Option 1: $$[Ni(CN)_4]^{2-}$$

Nickel in this complex is Ni$$^{2+}$$ with electronic configuration $$[Ar] 3d^8$$. CN$$^-$$ is a strong field ligand, so it causes pairing of d-electrons. With 4 ligands and a $$d^8$$ configuration in a strong field, the complex adopts a square planar geometry ($$dsp^2$$ hybridization). This is NOT square pyramidal.

Option 2: $$PCl_5$$

Phosphorus has 5 valence electrons. Each Cl contributes 1 bond pair, giving 5 BP and 0 LP around P. With 5 bond pairs and no lone pairs, the geometry is trigonal bipyramidal ($$sp^3d$$ hybridization). This is NOT square pyramidal.

Option 3: $$BrF_5$$

Bromine has 7 valence electrons. Each F contributes 1 bond pair, giving 5 BP. The remaining electrons on Br: $$7 - 5 = 2$$ electrons = 1 lone pair (LP).

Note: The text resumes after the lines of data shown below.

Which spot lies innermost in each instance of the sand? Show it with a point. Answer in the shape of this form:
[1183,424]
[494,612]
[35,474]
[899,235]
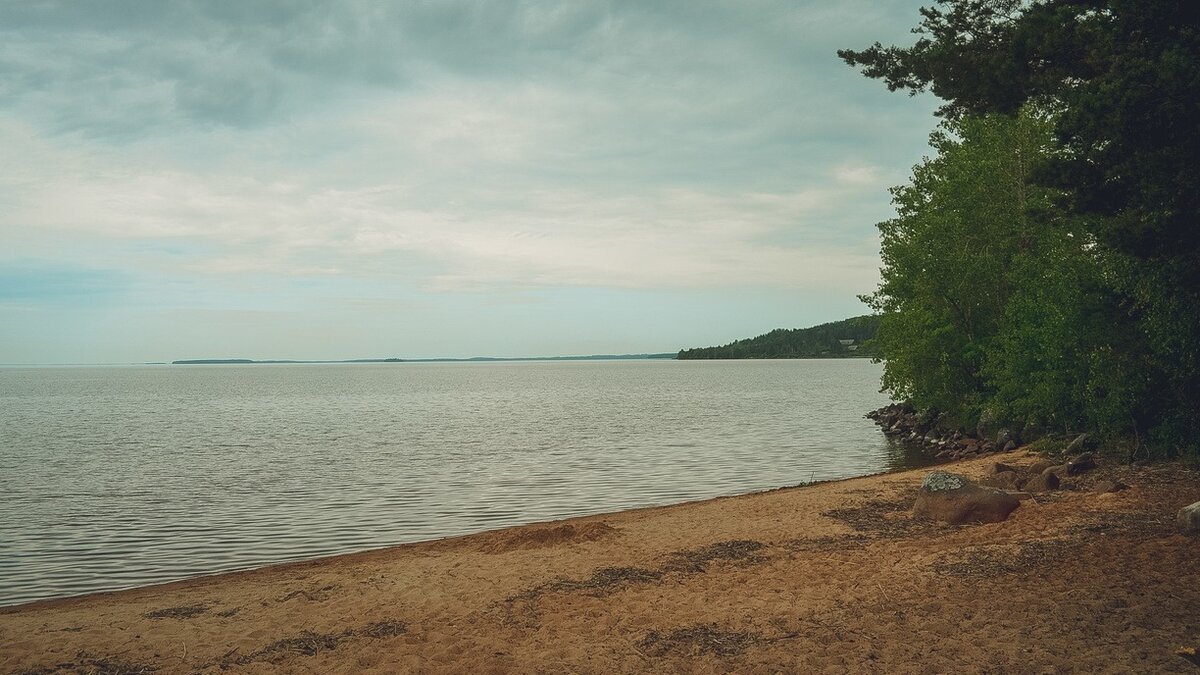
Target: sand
[832,578]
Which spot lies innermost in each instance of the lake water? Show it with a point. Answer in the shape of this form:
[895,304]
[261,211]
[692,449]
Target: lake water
[117,477]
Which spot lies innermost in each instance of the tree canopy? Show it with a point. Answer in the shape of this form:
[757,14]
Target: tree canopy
[1087,303]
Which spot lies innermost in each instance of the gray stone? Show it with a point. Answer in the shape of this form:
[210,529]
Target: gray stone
[1189,519]
[939,481]
[953,499]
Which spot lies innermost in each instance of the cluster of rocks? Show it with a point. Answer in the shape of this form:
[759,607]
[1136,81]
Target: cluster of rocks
[954,499]
[931,432]
[901,422]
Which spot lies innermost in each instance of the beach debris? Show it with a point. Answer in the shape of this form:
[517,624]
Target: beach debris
[951,497]
[881,518]
[1043,482]
[699,639]
[696,560]
[305,644]
[537,537]
[996,561]
[1189,519]
[186,611]
[93,664]
[1039,466]
[1078,444]
[318,595]
[385,628]
[1001,467]
[1104,487]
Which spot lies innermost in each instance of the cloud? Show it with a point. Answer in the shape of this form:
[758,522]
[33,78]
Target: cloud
[450,147]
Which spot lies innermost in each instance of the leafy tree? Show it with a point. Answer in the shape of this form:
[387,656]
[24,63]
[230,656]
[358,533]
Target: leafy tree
[1123,79]
[964,245]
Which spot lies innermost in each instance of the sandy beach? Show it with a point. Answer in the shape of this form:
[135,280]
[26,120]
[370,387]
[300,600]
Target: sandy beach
[831,578]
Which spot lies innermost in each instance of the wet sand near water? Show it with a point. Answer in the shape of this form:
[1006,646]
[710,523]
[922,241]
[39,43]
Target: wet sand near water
[831,578]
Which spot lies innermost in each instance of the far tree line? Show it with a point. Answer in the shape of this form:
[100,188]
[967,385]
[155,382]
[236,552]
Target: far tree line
[1043,268]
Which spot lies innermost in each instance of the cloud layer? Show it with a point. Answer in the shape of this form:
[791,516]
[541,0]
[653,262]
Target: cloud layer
[444,149]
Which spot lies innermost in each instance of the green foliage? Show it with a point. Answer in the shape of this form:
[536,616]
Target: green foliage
[820,341]
[1098,322]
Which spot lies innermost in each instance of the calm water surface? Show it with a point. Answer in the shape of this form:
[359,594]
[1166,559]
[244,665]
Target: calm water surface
[117,477]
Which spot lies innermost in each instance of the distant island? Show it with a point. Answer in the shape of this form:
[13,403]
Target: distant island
[851,338]
[472,359]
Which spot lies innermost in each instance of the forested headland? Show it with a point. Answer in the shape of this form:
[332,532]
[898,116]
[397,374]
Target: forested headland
[1043,268]
[847,338]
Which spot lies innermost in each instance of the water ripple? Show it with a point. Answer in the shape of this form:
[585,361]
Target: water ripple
[117,477]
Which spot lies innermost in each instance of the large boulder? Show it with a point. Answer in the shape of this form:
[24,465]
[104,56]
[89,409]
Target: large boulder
[953,499]
[1189,519]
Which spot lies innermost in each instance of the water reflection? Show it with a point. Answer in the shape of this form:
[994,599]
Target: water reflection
[124,476]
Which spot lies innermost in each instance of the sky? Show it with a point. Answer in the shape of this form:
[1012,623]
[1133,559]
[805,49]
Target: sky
[352,179]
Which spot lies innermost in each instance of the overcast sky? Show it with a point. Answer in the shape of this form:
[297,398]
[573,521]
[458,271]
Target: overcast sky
[351,178]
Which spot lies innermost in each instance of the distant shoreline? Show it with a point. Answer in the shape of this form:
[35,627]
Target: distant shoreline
[471,359]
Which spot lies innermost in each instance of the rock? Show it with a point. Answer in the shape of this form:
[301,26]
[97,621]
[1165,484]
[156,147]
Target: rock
[1039,466]
[1104,487]
[1188,519]
[953,499]
[1005,481]
[1085,461]
[1043,482]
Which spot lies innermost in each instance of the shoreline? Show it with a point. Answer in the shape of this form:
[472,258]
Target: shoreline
[316,560]
[829,577]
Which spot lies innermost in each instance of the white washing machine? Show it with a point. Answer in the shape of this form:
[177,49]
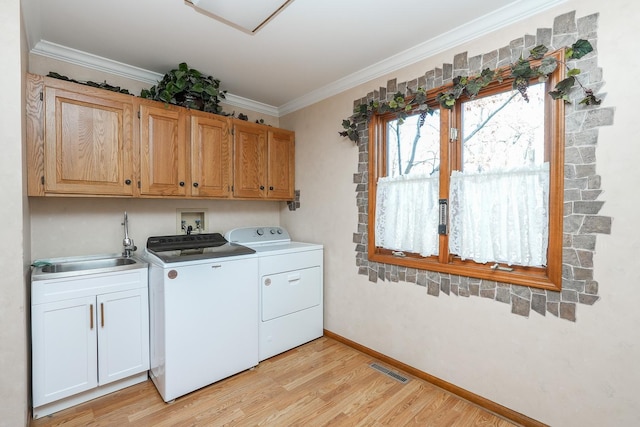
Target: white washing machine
[203,296]
[291,288]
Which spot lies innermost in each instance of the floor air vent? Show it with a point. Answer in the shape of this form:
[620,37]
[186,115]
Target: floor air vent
[389,373]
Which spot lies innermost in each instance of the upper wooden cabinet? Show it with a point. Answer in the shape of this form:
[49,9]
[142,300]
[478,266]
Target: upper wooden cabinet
[280,164]
[211,154]
[163,151]
[80,143]
[263,162]
[84,141]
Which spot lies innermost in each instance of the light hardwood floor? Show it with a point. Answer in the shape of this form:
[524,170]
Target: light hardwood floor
[322,383]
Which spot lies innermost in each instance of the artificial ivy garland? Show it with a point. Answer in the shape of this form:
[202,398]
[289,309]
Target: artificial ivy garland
[522,72]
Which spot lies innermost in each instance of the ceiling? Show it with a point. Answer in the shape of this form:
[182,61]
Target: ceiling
[312,49]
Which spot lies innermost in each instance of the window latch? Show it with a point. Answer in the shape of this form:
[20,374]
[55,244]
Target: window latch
[443,216]
[497,266]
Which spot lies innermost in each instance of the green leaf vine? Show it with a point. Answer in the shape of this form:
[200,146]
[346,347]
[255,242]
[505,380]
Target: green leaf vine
[522,72]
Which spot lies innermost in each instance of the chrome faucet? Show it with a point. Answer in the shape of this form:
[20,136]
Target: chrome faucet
[129,247]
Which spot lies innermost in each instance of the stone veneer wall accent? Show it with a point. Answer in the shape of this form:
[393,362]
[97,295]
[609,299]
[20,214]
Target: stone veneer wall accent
[582,185]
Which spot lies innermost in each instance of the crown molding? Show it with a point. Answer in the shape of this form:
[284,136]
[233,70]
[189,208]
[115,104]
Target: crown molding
[250,104]
[486,24]
[94,62]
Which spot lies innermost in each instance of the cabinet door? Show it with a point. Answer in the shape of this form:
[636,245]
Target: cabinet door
[123,334]
[64,349]
[249,173]
[280,164]
[210,157]
[163,156]
[88,144]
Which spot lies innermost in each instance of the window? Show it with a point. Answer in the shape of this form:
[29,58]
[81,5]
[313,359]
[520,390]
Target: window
[476,190]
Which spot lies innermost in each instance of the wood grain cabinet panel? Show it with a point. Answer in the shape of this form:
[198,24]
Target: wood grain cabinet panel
[249,174]
[210,156]
[87,144]
[163,151]
[85,141]
[280,164]
[264,160]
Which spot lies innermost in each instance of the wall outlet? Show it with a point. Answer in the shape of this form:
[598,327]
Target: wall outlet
[191,221]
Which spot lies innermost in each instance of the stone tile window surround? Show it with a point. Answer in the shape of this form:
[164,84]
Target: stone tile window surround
[582,185]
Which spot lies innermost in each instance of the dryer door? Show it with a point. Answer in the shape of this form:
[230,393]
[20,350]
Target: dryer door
[286,293]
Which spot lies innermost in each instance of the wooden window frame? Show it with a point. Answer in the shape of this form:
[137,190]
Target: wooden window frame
[549,277]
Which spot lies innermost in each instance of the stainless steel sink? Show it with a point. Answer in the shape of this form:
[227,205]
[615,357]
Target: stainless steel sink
[86,265]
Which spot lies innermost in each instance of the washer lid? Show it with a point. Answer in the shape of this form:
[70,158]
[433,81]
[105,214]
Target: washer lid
[177,248]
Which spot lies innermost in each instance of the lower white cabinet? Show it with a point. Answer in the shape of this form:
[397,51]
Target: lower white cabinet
[90,336]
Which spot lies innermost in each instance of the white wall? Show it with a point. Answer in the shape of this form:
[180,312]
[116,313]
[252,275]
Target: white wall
[558,372]
[13,296]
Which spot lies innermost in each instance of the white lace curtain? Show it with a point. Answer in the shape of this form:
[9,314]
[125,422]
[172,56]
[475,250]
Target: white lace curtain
[501,216]
[407,214]
[497,216]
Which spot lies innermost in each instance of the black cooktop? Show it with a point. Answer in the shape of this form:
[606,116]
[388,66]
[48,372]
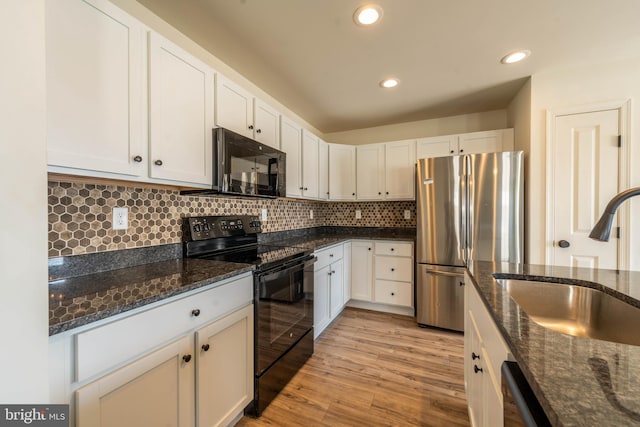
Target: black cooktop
[234,239]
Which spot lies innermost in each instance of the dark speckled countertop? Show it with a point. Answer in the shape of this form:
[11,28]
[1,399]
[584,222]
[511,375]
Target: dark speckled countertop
[578,381]
[77,301]
[88,288]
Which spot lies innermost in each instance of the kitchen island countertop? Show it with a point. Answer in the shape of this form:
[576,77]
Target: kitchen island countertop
[578,381]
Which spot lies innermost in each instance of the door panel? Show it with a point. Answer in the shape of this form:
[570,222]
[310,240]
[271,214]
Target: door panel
[585,177]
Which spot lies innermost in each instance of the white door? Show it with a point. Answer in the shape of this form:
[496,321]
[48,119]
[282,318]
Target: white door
[585,178]
[180,114]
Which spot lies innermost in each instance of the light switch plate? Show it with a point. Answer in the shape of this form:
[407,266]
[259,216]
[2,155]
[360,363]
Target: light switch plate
[120,218]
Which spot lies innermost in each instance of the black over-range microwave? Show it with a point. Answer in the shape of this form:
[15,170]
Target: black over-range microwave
[245,167]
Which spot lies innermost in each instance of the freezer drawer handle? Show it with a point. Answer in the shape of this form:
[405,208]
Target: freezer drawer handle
[443,273]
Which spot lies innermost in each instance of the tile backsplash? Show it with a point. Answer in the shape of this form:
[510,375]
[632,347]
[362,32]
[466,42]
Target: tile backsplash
[80,215]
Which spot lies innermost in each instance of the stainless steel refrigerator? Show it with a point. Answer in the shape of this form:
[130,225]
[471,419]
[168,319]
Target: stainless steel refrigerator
[469,207]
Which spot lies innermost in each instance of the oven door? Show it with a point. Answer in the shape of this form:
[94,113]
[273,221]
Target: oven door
[284,310]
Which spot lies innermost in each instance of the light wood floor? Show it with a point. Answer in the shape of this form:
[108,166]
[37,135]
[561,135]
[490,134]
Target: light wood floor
[375,369]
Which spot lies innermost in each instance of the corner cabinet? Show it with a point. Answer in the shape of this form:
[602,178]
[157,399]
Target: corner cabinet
[122,101]
[484,352]
[182,362]
[342,172]
[467,143]
[329,287]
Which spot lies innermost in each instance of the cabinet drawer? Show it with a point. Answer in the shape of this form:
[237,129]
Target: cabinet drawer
[394,268]
[394,248]
[328,255]
[110,345]
[395,293]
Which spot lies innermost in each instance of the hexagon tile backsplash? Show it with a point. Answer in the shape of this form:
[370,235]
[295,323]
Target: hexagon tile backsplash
[80,215]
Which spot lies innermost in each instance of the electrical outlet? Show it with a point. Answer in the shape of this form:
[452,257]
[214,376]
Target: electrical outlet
[120,218]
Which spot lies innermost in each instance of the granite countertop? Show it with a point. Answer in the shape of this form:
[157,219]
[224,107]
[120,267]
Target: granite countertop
[91,287]
[578,381]
[77,301]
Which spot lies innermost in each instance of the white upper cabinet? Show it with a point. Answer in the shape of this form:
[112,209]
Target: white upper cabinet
[238,110]
[342,172]
[386,171]
[468,143]
[310,162]
[370,172]
[95,88]
[180,114]
[266,124]
[291,144]
[400,163]
[323,170]
[234,107]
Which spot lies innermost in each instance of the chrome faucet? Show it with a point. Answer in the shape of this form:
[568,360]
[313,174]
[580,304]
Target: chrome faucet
[602,229]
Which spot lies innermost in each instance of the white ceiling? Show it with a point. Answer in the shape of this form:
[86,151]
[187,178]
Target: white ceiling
[310,56]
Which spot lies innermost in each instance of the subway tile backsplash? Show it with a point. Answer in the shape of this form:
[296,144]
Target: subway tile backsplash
[80,215]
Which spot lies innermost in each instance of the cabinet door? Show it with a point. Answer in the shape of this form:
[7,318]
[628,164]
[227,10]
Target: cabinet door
[321,302]
[310,144]
[346,276]
[266,124]
[96,83]
[400,166]
[370,172]
[437,146]
[480,142]
[342,172]
[155,390]
[224,376]
[361,270]
[323,170]
[336,291]
[234,107]
[291,143]
[180,114]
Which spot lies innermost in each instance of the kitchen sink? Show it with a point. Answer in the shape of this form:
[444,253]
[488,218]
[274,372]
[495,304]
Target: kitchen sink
[576,310]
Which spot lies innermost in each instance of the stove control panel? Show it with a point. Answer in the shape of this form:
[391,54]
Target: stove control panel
[209,227]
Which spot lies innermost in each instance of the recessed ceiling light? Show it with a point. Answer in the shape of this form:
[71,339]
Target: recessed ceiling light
[514,57]
[367,14]
[389,83]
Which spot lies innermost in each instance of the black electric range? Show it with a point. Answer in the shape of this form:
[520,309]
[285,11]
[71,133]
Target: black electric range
[283,296]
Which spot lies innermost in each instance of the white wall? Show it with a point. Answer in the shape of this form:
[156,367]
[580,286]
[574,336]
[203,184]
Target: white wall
[23,219]
[519,118]
[433,127]
[567,88]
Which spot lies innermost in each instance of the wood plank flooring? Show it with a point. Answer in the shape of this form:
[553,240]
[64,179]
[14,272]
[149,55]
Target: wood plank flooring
[375,369]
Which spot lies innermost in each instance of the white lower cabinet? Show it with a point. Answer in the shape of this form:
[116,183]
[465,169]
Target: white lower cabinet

So there are 5 BP + 1 LP = 6 total electron pairs around Br.

With 6 electron pairs, the electron geometry is octahedral ($$sp^3d^2$$ hybridization). When one position of the octahedron is occupied by a lone pair, the molecular shape becomes square pyramidal.

Option 4: $$PF_5$$

Phosphorus has 5 valence electrons, and each F contributes 1 bond pair, giving 5 BP and 0 LP. The geometry is trigonal bipyramidal (same as $$PCl_5$$). This is NOT square pyramidal.

Conclusion: Only $$BrF_5$$ has 5 bond pairs and 1 lone pair arranged in an octahedral electron geometry, resulting in a square pyramidal molecular shape.

The correct answer is Option (3): $$BrF_5$$.